Un autre article de ce jeune média interroge la nouvelle élue de secteur, Catherine Rakose, sur le problème soulevé par Mourad et Dalila. Ou l’on apprend qu’elle « croit en l’intelligence collective : comme le disait ma grand-mère, il y a plus d’idées dans plusieurs têtes que dans une seule », mais qu’elle n’est pas allée voir les commerçants avant de prendre la décision du non-déménagement.
« Le Crieur : Après avoir été convaincus de s’installer en bas du nouveau silo, les commerçants de la place du marché viennent d’apprendre qu’ils resteront finalement sur la place. Pourquoi ce revirement ?
Catherine Rakose : C’est plus cohérent d’avoir un pôle de santé au silo. Par exemple, il y a un manque de dentistes dans le quartier. Je pense qu’il faut laisser les commerces sur la place du marché. Ça donne l’allure d’un grand village : le marché anime bien le lieu et les commerçants installés autour y contribuent. Plutôt que de les délocaliser au silo, il faut développer les commerces sur la place pour qu’elle reste un endroit vivant. Ce développement se fera grâce à un système d’aides.
Le Crieur : Quel type d’aides ? Fiscales ?

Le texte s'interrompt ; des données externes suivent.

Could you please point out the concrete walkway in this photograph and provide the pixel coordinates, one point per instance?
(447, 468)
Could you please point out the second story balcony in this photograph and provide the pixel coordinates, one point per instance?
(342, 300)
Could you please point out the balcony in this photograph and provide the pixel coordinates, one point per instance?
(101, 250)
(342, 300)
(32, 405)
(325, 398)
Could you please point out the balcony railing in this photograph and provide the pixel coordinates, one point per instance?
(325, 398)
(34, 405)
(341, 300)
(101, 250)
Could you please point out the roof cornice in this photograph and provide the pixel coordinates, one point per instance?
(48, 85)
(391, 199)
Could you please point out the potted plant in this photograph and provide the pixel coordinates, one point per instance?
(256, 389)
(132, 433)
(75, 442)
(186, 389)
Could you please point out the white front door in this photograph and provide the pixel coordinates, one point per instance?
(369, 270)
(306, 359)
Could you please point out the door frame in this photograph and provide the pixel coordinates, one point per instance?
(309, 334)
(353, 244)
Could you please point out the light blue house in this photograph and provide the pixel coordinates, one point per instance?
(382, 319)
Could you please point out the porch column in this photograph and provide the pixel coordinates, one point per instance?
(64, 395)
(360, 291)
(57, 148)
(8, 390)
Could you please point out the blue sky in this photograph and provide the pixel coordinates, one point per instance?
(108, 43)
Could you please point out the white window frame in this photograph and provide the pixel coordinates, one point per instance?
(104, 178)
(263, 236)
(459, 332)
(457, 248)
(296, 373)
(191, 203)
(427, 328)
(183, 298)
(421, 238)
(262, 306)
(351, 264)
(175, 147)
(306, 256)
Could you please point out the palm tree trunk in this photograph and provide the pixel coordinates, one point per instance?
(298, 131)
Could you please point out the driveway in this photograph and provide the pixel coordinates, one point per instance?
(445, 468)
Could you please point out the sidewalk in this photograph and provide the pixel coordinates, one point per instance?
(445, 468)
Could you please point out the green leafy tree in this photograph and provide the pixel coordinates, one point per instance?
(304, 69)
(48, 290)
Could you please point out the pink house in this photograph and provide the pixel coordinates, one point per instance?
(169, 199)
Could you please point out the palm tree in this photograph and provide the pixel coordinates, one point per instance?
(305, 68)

Catherine Rakose : Non. Il n’y a rien de bien précis pour l’instant. Il faut qu’on voie avec les commerçants comment les aider à mieux faire fonctionner leur commerce, à avoir une meilleure approche. Mais on va les soutenir pour qu’ils s’en sortent. Et puis inciter des commerçants à s’installer. Comment réaménager les commerces fermés ? Pourquoi ne pas déplacer les commerces qui sont sur l’îlot ? Tout ça, c’est à l’état d’étude ».